The statewide sockeye salmon harvest has exceeded the preseason forecast of 48 million fish, nearing 49 million by August 15.
The harvest of just over 15.3 million chum salmon is nearing the projected forecast of 16 million fish and may reach that number “depending on the strength of later-returning stocks and late-season fishery participation,” ADF&G said.
The chum (keta) harvest is up 54% year over year because of the strength of the July harvest, but the pace has been dropping off in recent weeks.
The total Alaska pink salmon harvest has topped 95.4 million fish out of a forecasted 122 million humpies for the 2023 season. Most of the catch has come from Prince William Sound which was approaching 42 million pinks.

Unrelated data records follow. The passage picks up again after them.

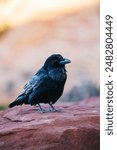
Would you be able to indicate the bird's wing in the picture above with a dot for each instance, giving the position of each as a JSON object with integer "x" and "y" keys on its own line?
{"x": 36, "y": 81}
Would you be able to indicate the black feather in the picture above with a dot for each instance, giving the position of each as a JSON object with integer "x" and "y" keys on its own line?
{"x": 47, "y": 85}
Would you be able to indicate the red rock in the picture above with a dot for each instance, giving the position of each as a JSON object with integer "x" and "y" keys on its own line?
{"x": 74, "y": 127}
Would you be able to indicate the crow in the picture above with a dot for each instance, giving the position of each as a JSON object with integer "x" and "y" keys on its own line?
{"x": 47, "y": 85}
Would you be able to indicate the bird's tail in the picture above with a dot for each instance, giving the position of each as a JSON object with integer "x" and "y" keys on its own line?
{"x": 21, "y": 99}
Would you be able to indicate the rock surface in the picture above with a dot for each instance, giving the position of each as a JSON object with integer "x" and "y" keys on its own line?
{"x": 74, "y": 127}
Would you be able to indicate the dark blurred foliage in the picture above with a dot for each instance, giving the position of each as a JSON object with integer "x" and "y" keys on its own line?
{"x": 86, "y": 90}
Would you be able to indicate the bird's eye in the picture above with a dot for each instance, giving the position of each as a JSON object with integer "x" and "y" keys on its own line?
{"x": 55, "y": 62}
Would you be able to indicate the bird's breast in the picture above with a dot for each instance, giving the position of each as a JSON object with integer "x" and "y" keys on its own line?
{"x": 58, "y": 75}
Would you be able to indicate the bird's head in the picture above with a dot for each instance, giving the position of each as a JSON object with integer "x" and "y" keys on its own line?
{"x": 56, "y": 61}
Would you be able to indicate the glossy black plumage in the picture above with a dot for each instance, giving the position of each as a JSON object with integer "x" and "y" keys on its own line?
{"x": 47, "y": 85}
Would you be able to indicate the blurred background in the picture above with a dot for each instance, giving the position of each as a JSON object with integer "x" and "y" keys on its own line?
{"x": 31, "y": 30}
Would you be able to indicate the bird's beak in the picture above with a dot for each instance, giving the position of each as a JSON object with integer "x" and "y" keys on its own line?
{"x": 65, "y": 61}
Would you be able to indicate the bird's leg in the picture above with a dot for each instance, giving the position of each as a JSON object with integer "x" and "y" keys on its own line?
{"x": 53, "y": 109}
{"x": 41, "y": 110}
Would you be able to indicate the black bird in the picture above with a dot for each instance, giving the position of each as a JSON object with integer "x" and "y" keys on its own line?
{"x": 47, "y": 85}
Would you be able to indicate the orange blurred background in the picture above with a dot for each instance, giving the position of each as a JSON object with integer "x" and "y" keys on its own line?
{"x": 30, "y": 31}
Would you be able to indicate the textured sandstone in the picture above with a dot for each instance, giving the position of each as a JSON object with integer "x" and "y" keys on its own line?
{"x": 74, "y": 127}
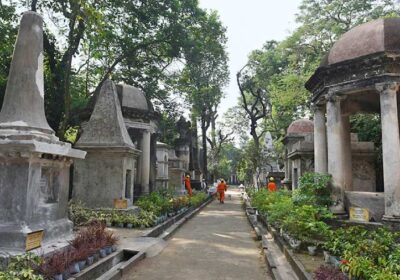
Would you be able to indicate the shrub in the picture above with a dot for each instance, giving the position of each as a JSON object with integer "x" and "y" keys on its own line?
{"x": 313, "y": 190}
{"x": 305, "y": 223}
{"x": 24, "y": 267}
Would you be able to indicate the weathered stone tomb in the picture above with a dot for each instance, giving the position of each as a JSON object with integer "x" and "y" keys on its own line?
{"x": 34, "y": 164}
{"x": 108, "y": 171}
{"x": 361, "y": 73}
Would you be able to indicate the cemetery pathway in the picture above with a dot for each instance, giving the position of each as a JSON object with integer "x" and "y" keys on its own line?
{"x": 218, "y": 243}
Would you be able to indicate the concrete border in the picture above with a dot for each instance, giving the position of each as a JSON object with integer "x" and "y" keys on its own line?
{"x": 164, "y": 230}
{"x": 157, "y": 231}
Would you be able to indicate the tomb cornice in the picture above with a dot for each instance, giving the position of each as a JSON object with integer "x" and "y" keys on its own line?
{"x": 357, "y": 73}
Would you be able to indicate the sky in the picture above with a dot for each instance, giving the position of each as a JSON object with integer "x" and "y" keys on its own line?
{"x": 250, "y": 24}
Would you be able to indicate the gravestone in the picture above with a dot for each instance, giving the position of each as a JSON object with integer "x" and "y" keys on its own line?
{"x": 34, "y": 164}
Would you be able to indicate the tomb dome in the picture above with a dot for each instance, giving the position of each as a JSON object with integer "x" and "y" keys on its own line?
{"x": 378, "y": 36}
{"x": 301, "y": 126}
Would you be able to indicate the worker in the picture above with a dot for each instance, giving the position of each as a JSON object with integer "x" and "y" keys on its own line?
{"x": 271, "y": 185}
{"x": 188, "y": 185}
{"x": 221, "y": 188}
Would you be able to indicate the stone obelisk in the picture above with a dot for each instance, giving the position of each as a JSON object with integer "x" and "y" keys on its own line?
{"x": 34, "y": 164}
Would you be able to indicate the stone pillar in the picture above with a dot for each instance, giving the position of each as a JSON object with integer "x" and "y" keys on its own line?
{"x": 320, "y": 145}
{"x": 336, "y": 157}
{"x": 145, "y": 162}
{"x": 390, "y": 149}
{"x": 347, "y": 167}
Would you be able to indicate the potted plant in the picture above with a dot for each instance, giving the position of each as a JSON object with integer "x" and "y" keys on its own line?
{"x": 81, "y": 256}
{"x": 73, "y": 265}
{"x": 119, "y": 220}
{"x": 312, "y": 250}
{"x": 130, "y": 221}
{"x": 325, "y": 272}
{"x": 110, "y": 241}
{"x": 54, "y": 266}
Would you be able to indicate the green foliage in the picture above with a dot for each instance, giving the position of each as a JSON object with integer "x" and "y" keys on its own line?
{"x": 281, "y": 68}
{"x": 313, "y": 190}
{"x": 154, "y": 205}
{"x": 86, "y": 42}
{"x": 22, "y": 268}
{"x": 366, "y": 254}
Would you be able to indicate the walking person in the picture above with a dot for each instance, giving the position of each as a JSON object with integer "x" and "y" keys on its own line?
{"x": 188, "y": 185}
{"x": 221, "y": 188}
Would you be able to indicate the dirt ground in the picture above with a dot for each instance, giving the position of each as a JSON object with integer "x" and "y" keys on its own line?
{"x": 218, "y": 243}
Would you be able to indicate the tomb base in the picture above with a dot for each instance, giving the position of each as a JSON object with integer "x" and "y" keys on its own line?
{"x": 13, "y": 236}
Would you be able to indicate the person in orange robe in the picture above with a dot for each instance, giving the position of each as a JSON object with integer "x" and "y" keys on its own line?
{"x": 271, "y": 185}
{"x": 188, "y": 185}
{"x": 221, "y": 188}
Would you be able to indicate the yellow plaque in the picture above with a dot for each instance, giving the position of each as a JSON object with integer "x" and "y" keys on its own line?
{"x": 120, "y": 203}
{"x": 34, "y": 240}
{"x": 359, "y": 214}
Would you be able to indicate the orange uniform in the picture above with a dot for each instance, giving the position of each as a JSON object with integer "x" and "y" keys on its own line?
{"x": 188, "y": 186}
{"x": 221, "y": 188}
{"x": 271, "y": 186}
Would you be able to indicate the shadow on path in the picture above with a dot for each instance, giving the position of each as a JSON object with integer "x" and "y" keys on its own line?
{"x": 216, "y": 244}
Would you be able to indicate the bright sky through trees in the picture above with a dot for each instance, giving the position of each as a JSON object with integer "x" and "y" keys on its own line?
{"x": 250, "y": 24}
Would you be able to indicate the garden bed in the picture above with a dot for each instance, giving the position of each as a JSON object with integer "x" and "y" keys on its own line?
{"x": 301, "y": 220}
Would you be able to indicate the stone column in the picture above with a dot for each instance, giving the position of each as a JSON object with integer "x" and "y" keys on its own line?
{"x": 390, "y": 149}
{"x": 320, "y": 146}
{"x": 145, "y": 162}
{"x": 336, "y": 157}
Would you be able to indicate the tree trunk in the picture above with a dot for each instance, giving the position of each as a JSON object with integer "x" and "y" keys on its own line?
{"x": 213, "y": 153}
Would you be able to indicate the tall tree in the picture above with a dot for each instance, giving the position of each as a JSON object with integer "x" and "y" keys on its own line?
{"x": 256, "y": 103}
{"x": 87, "y": 41}
{"x": 282, "y": 68}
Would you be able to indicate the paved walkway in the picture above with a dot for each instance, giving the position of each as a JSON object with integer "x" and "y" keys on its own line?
{"x": 216, "y": 244}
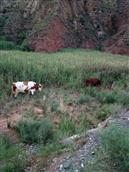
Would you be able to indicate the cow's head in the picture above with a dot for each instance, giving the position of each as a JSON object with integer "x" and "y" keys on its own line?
{"x": 37, "y": 87}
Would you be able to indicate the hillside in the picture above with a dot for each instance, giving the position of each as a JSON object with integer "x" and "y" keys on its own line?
{"x": 56, "y": 130}
{"x": 50, "y": 25}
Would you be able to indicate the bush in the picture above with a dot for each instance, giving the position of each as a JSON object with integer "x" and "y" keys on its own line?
{"x": 35, "y": 131}
{"x": 8, "y": 45}
{"x": 115, "y": 141}
{"x": 12, "y": 157}
{"x": 106, "y": 97}
{"x": 67, "y": 127}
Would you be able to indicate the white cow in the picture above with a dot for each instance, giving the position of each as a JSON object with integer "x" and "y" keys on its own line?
{"x": 25, "y": 87}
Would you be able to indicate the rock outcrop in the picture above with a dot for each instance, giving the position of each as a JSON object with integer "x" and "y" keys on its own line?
{"x": 49, "y": 25}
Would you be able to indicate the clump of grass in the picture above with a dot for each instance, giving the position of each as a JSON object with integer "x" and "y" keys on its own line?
{"x": 106, "y": 97}
{"x": 100, "y": 163}
{"x": 12, "y": 157}
{"x": 83, "y": 99}
{"x": 35, "y": 131}
{"x": 115, "y": 142}
{"x": 8, "y": 45}
{"x": 67, "y": 127}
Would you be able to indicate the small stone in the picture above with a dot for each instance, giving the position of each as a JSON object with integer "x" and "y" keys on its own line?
{"x": 92, "y": 152}
{"x": 82, "y": 165}
{"x": 61, "y": 167}
{"x": 67, "y": 165}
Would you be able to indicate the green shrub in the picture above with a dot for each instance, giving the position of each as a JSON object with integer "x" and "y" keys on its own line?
{"x": 13, "y": 157}
{"x": 45, "y": 132}
{"x": 8, "y": 45}
{"x": 103, "y": 113}
{"x": 83, "y": 99}
{"x": 106, "y": 97}
{"x": 115, "y": 141}
{"x": 35, "y": 131}
{"x": 67, "y": 127}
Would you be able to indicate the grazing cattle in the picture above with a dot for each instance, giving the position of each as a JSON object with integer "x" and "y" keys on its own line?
{"x": 92, "y": 82}
{"x": 25, "y": 87}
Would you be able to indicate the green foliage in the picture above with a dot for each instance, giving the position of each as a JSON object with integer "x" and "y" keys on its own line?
{"x": 8, "y": 45}
{"x": 110, "y": 4}
{"x": 35, "y": 131}
{"x": 115, "y": 141}
{"x": 103, "y": 113}
{"x": 25, "y": 46}
{"x": 83, "y": 99}
{"x": 12, "y": 157}
{"x": 67, "y": 127}
{"x": 106, "y": 97}
{"x": 100, "y": 163}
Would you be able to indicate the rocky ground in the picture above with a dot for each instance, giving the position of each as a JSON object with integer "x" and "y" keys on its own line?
{"x": 85, "y": 148}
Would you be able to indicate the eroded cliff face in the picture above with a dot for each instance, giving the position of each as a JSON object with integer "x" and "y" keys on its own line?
{"x": 49, "y": 25}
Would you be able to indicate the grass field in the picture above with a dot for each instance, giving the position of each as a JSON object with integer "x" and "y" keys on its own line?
{"x": 70, "y": 106}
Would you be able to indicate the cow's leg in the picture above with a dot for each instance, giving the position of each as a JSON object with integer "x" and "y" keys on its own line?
{"x": 32, "y": 91}
{"x": 15, "y": 94}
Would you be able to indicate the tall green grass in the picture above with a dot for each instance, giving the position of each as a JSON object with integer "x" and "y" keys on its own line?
{"x": 67, "y": 68}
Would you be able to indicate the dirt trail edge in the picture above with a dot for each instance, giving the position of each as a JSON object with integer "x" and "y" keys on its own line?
{"x": 75, "y": 162}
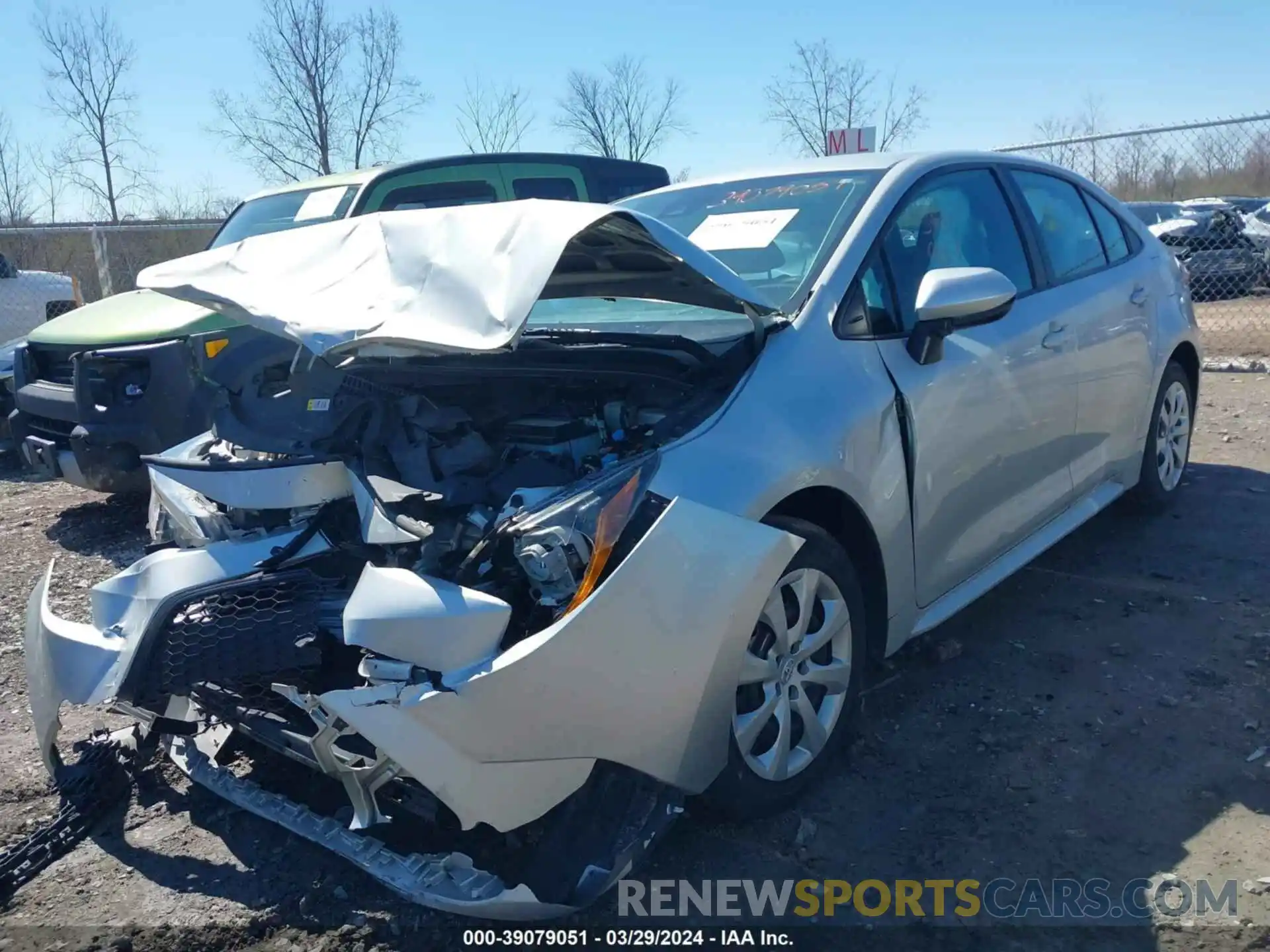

At Southeast, the updated pink salmon harvest prediction was dropped slightly to 56 million fish, which is still almost triple the preseason forecast of 19 million pinks. But that mark could come up short.
In a weekly summary, state managers said an abundance of later than normal fish has showed up in northern fishing regions. “With the smaller than average fleet size and processor capacity limitations, a harvest of over 50 million pink salmon is unlikely at this point in the season,” ADF&G said. By August 15, the Southeast pink catch totaled 34.536 million fish.
Early season coho salmon harvests totaling 963,000, with the peak of that fishery yet to arrived. That total so far is up 41% year-over-year, but down 16% from the five-year-average harvest, reported the weekly bulletin by the Alaska Seafood Marketing Institute compiled by the McKinley Research Group.
State managers are predicting a total 2023 Alaska commercial salmon catch of nearly 190 million fish, a 16% increase from the 163 million taken in 2022.
The exvessel, or dockside, value of Alaska’s 2022 salmon fishery topped $720 million, compared to about $644 million for the 2021 fishery.